Hoy sobre el escritorio de la dirigencia nacional debe haber un amplio expediente sobre cómo es que fue cayendo la presencia y popularidad del partido. Sin menospreciar la ambición que mostró Francisco Rojas, por ejemplo, fue una base fundamental para tener al PAN en boca de todos, hecho que se reflejaba en las urnas.

Hoy el liderazgo, si es que alguna vez lo hubo dentro del panismo, no se ve ni ha resurgido. El llamado que se hace a la sociedad civil para que participe en las tareas del instituto es una bofetada con guante blanco a la misma población pues si se alejaron fue precisamente porque les negaron la participación y las dirigencias se enfocaron a exprimir los recursos y a poner candidatos que nomás no “pintaban”.

Hoy, en los eventos del Frente Va por México, para hacer presencia en los medios de comunicación, en el blanquiazul se tiene el cinismo de vociferar “que el presidente de México no se equivoque y no se siga metiendo porque le irá mal”. La verdad es que hace falta un poco de vergüenza para fijar una postura tan fuera de lugar, cuando quien lo dice como líder partidista lo desconocen hasta los vecinos de su colonia.

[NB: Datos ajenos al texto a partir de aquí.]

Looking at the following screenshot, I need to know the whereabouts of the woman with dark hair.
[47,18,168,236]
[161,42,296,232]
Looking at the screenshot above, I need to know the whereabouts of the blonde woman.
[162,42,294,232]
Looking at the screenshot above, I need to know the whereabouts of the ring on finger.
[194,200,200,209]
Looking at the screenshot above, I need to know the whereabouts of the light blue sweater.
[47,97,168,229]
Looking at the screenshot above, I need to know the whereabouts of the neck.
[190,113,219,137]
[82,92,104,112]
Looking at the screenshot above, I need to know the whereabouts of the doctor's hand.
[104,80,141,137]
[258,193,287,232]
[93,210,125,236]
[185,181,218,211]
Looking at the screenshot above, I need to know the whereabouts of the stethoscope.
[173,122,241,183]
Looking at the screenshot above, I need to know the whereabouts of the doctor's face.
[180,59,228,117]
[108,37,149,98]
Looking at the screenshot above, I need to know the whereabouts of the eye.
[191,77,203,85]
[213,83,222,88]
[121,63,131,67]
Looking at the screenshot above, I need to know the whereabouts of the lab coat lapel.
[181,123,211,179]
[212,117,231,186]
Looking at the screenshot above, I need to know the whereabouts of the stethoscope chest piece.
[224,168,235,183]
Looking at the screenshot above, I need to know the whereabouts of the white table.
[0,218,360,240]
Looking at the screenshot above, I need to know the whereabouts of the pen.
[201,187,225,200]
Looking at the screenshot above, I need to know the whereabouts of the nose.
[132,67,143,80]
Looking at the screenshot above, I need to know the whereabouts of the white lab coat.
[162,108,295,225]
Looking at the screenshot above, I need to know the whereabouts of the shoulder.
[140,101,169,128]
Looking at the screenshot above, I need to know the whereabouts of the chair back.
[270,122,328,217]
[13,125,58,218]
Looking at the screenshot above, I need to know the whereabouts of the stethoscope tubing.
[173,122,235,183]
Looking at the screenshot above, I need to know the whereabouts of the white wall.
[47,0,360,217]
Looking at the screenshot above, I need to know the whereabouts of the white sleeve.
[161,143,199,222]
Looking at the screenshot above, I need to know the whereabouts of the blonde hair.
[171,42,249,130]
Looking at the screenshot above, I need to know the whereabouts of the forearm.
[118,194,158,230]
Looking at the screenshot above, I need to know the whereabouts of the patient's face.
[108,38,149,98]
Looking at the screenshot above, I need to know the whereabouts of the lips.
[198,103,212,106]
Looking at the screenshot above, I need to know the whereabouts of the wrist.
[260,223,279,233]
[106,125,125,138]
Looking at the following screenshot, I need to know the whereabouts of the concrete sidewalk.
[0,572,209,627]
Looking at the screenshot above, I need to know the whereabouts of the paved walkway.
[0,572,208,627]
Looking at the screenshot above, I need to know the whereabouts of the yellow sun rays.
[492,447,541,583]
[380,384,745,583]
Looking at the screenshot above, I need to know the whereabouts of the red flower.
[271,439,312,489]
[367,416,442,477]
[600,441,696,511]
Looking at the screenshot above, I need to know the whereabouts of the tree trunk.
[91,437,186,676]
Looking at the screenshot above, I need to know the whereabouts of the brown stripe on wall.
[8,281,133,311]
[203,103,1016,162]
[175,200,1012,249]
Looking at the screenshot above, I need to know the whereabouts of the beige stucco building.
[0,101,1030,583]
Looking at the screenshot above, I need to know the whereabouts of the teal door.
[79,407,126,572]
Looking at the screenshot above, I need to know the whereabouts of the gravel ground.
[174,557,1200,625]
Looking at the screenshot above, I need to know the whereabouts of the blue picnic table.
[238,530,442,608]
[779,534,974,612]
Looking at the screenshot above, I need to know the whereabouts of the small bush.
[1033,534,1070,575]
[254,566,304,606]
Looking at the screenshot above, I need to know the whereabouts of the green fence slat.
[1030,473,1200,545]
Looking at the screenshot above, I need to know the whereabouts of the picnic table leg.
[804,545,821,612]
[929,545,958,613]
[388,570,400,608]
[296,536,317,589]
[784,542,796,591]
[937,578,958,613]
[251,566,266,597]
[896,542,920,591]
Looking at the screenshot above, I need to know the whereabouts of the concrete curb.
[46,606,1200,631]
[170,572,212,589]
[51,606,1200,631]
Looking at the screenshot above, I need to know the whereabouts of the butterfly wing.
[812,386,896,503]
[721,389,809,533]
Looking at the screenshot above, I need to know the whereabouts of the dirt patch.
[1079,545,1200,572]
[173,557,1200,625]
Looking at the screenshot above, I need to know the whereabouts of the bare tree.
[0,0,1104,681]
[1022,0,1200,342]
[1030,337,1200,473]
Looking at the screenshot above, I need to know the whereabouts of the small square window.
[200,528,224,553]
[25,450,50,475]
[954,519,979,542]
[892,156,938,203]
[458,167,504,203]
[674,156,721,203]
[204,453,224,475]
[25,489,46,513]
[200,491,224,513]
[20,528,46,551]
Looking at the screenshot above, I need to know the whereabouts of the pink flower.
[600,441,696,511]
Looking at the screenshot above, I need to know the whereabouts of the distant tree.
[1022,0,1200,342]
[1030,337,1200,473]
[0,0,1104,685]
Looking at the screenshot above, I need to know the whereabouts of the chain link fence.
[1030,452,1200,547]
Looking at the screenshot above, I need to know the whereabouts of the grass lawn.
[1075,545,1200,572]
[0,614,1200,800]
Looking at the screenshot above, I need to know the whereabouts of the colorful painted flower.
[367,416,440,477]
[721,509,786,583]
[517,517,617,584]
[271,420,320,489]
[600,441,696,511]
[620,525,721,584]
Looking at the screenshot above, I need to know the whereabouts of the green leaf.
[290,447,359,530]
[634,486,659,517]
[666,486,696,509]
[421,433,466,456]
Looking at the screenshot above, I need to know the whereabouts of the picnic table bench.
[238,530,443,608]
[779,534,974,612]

Contra todos los pronósticos en contra, califican el proceso rumbo al 2024 como una partida de dominó en la que hay que ir colocando las piezas de forma inteligente, lo que pasa es que no hay de dónde agarrar prospectos que se animen a tomar el “toro por los cuernos”.

En lo que se coincide y no se reprocha nada es que, en las elecciones de 2012, cuando Manuel Velasco encabezada las preferencias para gobernar Chiapas, todos querían ser “verdes”, efectivamente y en el 2018, todos añoraban colocarse la camiseta de Morena. Significa ello, y eso se tiene comprobado, que en política se cambian de colores de camiseta de acuerdo a los intereses.

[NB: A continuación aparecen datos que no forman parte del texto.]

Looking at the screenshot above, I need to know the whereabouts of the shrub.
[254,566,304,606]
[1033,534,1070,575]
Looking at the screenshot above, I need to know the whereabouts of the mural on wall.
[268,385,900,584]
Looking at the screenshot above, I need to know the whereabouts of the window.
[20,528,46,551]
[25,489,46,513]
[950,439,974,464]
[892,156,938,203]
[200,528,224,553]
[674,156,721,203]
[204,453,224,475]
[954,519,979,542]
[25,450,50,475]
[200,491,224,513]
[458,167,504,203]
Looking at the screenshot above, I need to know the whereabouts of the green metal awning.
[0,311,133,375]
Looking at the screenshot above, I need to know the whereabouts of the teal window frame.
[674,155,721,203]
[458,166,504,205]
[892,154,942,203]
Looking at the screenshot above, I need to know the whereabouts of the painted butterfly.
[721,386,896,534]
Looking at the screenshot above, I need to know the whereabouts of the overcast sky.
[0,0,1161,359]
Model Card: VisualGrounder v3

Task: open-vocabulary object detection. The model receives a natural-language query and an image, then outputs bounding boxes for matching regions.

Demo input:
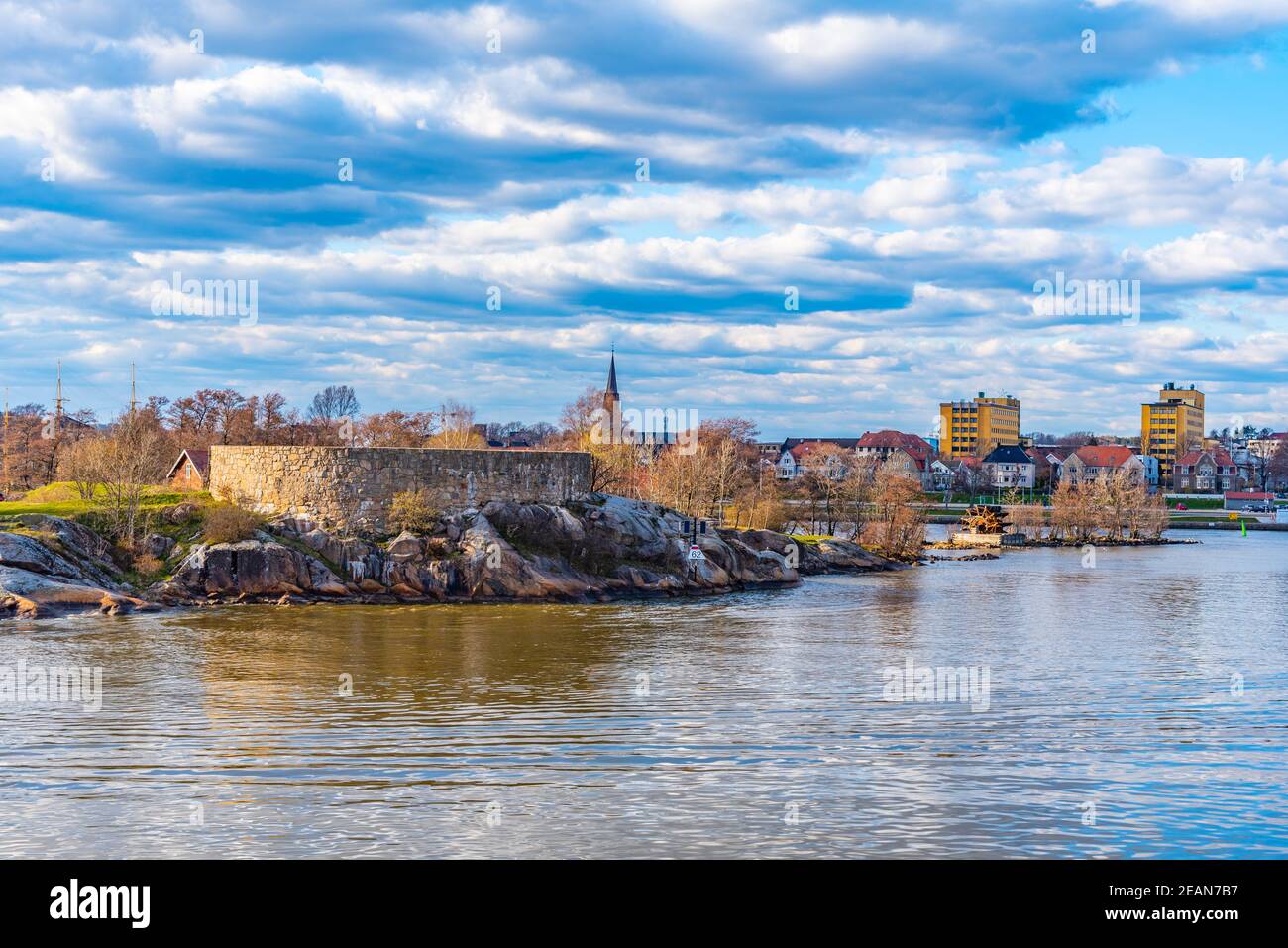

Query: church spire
[604,345,617,396]
[604,347,622,445]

Si para la dirigencia estatal el PAN está vivo, pues seguramente así será, pero no será por el trabajo que han realizado en los últimos tres lustros, ni en el presente, sino porque una mujer que ha tenido los “pantalones” para enfrentarse al presidente de México, como lo es Xóchitl, hará revivir el voto de miles de panistas y de electores que habían dejado de creer que existieran personas honestas, trabajadoras, que han logrado vencer la pobreza. Sin ir más lejos, el caso de Benito Juárez, el pastor de ovejas que llegó a ser el presidente de la República, es un ejemplo que ni el mandatario del país ha querido reconocer.